Андрей-Прапорщик посмотрел на меня косо, но промолчал. Скоро на улице послышался мужской говорок, топот ног на крыльце.
— Запоздали маненько, — перекрестился на передний угол Аким. — Так что прощенья просим.
— Проходи, проходи, — зло проговорил Егор. — Знаем твое опозданье. — Он подождал, пока все расселись по лавкам, сказал: — Читай, Андрей.
Андрей ловко развернул одной рукой список — с каждого двора сколько чего причитается по разверстке. Кончил, оглядел сидевших по лавкам мужиков. В избе стояла мертвая тишина. Замерли все — ребятишки, старики, мужики-хозяева. Точно все враз дышать перестали.
— Свят, свят, свят!.. — закрестилась толстоносая старушка, сидевшая у печки. — Откуда же столь добра взять?
— Помочь надо Советской власти, — сказал Егор. — В городах рабочие с голоду пухнут. Дети у них…
«Правильно! — подумал я, вспомнив, как мы голодали в Петрограде. Вспомнил про Володьку, как бегали на толкучку, меняли кальсоны. — Правильно, надо помогать. Вот только я как-то прослушал, сколько и чего с нашего двора?»
— Извиняюсь! — я по-школьному поднял руку. Это получилось само собой, и я застеснялся. На сходках никто никогда рук не поднимал. Преодолевая смущение, я спросил: — Сколько с нашего двора?
Андрей-Прапорщик оглядел меня с ног до головы, заглянул в список, сказал, чего и сколько.
— Помогать надо, — заявил я. — Мы поможем.
Чувствуя себя героем, я сел, всем видом показывая, что вопрос ясен, никаких разговоров быть не может. В избе загудело:
— Сам поддерживай! У меня хлеба до Николы вешнего.

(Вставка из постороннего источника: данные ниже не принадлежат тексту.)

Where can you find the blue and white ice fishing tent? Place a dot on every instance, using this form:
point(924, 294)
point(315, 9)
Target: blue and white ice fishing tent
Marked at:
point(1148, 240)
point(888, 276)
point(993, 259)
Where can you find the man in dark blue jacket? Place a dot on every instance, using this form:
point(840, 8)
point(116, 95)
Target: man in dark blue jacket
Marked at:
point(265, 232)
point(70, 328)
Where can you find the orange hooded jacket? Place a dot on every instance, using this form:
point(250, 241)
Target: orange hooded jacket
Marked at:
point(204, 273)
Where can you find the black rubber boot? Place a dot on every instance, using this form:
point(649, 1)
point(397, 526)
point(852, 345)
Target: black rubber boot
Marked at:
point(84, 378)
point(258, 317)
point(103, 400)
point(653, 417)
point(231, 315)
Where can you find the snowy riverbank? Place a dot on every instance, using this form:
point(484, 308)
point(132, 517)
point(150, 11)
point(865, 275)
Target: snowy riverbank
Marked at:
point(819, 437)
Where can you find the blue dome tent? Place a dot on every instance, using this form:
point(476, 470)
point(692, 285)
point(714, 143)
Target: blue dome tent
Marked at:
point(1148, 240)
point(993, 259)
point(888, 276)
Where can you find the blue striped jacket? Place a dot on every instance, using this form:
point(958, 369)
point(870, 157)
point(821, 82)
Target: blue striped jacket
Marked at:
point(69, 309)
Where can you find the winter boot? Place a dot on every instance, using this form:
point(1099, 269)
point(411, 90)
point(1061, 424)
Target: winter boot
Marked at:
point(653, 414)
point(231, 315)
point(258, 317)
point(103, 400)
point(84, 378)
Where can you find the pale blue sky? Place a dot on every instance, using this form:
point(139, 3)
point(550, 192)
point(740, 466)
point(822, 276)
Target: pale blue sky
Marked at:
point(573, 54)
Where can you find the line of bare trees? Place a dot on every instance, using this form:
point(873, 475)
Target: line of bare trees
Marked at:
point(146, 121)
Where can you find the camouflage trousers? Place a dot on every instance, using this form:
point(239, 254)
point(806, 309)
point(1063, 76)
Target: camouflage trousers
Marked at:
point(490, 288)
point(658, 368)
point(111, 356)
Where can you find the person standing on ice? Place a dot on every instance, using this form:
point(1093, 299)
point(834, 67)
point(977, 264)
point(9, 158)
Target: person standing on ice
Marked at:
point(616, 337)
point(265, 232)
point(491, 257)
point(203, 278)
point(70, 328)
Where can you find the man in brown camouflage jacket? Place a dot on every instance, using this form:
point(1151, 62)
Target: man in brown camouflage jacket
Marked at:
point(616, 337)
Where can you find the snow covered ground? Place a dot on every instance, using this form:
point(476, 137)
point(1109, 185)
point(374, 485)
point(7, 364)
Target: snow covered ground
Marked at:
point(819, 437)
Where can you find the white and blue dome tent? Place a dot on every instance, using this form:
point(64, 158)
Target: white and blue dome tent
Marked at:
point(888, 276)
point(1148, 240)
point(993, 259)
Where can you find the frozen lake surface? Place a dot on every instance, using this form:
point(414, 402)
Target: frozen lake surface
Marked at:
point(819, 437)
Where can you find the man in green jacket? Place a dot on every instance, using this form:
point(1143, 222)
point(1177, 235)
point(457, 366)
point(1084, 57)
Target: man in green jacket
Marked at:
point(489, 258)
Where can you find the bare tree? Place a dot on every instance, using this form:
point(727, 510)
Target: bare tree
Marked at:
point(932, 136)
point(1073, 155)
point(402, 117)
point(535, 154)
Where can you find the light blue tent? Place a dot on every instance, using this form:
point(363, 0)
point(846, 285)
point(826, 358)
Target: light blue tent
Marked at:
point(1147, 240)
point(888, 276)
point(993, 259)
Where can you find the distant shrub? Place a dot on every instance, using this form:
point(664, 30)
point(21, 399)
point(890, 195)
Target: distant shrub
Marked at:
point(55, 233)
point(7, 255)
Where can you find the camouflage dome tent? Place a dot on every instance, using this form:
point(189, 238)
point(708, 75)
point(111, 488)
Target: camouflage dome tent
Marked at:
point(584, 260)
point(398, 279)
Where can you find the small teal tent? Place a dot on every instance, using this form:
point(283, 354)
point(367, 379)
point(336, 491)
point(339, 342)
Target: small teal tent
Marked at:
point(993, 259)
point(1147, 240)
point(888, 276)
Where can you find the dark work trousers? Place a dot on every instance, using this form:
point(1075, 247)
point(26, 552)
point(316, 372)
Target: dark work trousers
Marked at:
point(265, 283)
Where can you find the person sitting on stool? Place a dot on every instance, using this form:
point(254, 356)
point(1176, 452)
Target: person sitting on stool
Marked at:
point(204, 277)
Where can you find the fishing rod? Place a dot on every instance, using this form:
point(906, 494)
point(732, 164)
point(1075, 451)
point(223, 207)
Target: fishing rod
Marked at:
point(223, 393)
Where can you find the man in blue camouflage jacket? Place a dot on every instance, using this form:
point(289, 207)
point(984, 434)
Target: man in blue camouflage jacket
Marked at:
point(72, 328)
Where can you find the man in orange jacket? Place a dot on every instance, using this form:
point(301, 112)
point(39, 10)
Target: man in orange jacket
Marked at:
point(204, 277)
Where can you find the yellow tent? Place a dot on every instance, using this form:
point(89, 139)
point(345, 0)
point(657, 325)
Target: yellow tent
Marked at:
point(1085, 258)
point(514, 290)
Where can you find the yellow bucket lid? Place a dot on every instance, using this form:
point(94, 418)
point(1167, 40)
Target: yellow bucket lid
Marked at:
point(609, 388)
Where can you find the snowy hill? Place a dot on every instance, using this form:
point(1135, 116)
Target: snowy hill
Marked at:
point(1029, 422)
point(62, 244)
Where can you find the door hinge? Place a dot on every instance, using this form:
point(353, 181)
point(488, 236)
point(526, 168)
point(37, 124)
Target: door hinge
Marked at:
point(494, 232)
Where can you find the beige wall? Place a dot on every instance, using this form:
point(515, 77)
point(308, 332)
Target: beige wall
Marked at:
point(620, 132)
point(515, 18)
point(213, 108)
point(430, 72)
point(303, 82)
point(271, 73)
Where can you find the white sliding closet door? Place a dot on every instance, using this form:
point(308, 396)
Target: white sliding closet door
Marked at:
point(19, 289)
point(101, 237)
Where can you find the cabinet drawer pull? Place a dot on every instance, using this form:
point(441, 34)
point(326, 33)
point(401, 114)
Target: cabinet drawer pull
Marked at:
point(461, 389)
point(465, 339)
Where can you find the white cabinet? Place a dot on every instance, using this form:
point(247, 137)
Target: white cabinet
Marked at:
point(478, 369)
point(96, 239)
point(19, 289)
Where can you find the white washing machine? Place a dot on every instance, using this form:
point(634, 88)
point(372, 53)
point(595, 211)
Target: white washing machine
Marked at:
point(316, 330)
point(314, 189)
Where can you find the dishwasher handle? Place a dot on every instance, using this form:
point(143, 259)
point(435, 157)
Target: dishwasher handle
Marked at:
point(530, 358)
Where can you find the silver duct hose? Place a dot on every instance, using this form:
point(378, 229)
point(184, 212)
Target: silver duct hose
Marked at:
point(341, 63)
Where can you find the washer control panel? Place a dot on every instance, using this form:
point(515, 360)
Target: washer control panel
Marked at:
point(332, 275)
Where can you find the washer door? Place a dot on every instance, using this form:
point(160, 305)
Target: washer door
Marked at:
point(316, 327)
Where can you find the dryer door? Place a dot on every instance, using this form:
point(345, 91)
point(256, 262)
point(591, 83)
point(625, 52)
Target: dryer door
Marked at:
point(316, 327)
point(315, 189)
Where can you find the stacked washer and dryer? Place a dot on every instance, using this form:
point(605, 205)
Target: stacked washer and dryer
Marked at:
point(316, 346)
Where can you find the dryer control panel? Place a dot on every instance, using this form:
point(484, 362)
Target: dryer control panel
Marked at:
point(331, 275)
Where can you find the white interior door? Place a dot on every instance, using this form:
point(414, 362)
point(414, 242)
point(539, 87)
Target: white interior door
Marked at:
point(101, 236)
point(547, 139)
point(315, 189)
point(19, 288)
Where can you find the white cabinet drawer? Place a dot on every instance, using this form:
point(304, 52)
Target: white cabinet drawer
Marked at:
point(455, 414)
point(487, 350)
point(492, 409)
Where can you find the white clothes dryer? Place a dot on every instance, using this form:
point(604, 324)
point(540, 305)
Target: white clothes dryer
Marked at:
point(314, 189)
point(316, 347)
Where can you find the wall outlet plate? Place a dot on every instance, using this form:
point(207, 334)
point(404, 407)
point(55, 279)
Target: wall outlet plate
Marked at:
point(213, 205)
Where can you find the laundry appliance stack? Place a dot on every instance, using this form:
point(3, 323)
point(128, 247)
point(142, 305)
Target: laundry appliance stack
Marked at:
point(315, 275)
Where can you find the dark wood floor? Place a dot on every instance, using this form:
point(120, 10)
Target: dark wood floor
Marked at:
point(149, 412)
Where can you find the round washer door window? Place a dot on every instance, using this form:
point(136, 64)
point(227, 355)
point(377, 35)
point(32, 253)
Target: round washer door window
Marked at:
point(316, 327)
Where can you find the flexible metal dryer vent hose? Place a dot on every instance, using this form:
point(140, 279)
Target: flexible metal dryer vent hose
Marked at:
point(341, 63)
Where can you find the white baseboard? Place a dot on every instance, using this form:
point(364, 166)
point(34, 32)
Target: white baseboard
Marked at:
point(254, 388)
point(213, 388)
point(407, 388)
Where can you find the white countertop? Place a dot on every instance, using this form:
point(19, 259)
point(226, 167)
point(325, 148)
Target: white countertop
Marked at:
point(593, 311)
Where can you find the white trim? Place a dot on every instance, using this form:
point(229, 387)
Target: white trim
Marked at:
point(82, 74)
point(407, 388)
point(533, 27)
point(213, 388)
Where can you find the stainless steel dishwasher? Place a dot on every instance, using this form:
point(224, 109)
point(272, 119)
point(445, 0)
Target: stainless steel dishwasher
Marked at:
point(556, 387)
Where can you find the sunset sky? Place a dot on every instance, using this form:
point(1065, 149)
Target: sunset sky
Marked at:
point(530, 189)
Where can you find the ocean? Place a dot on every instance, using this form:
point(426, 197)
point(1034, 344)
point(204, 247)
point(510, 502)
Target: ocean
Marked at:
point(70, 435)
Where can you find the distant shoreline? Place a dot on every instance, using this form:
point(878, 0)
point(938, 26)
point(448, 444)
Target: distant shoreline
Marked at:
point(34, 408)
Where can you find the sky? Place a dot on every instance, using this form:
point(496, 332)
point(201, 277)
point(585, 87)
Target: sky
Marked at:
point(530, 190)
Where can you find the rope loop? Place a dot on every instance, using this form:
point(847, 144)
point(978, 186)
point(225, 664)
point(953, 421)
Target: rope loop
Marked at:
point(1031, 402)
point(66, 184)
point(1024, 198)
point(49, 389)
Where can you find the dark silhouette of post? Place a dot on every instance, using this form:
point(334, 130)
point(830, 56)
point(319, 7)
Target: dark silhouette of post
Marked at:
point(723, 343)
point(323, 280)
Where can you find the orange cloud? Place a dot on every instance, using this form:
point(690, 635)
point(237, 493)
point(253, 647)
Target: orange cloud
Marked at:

— Где ее взять, пшеницу-то? Много ли посеяно?
Дома была одна мама. Я рассказал про сходку, про то, как я согласился помогать. Мама тоже сказала — правильно. Я хотел пойти к Ивану Никитичу и ему рассказать.
Рассказывать мне не пришлось. Рассказали мужики — они пришли к Ивану Никитичу сразу же после сходки, впереди меня Прокофий, Ефимов, Аким, еще несколько человек. Тут же крикнули меня.
— Ведь как сговорились? — кричал Ефимов. — Не ходить! А Егорка с Андрюхой страху нагнали, все и побежали. Так хоть бы там-то молчали!.. — У него тряслись губы и брызгали слюной. — Пусть его Егорка, — Ефимов кивнул на Прокофия, — с моим Андрюхой свою линию гнут. Пусть! А мы свою… Так вот твой наследничек… — Ефимов двумя руками показал на меня.
Иван Никитич смотрел на меня белыми глазами. Усы у него дергались, руки сжимали палку.
— Что я тебе сказал? — зашипел Иван Никитич. — Что?! Я сказал — «сходи, послушай»… А ты?! Ишь ты… Хозяин нашелся!
— Вы и сказали — «будь хозяином».
— А ты что?! Это разве по-хозяйски? Вот наживешь свое добро, тогда и распоряжайся!
Я взялся было доказывать, что надо помогать рабочим, которые в городах и у которых дети, но Иван Никитич застучал палкой по полу и кричал:
— Уйди! Уйди с глаз долой!
— Ну что? — тревожно спросила мама, когда я вернулся на кухню.
Я сказал, что Ивана Никитича не поймешь: то он одно говорит, то другое.
— С сильным не борись, — сказала мама, — с богатым не судись.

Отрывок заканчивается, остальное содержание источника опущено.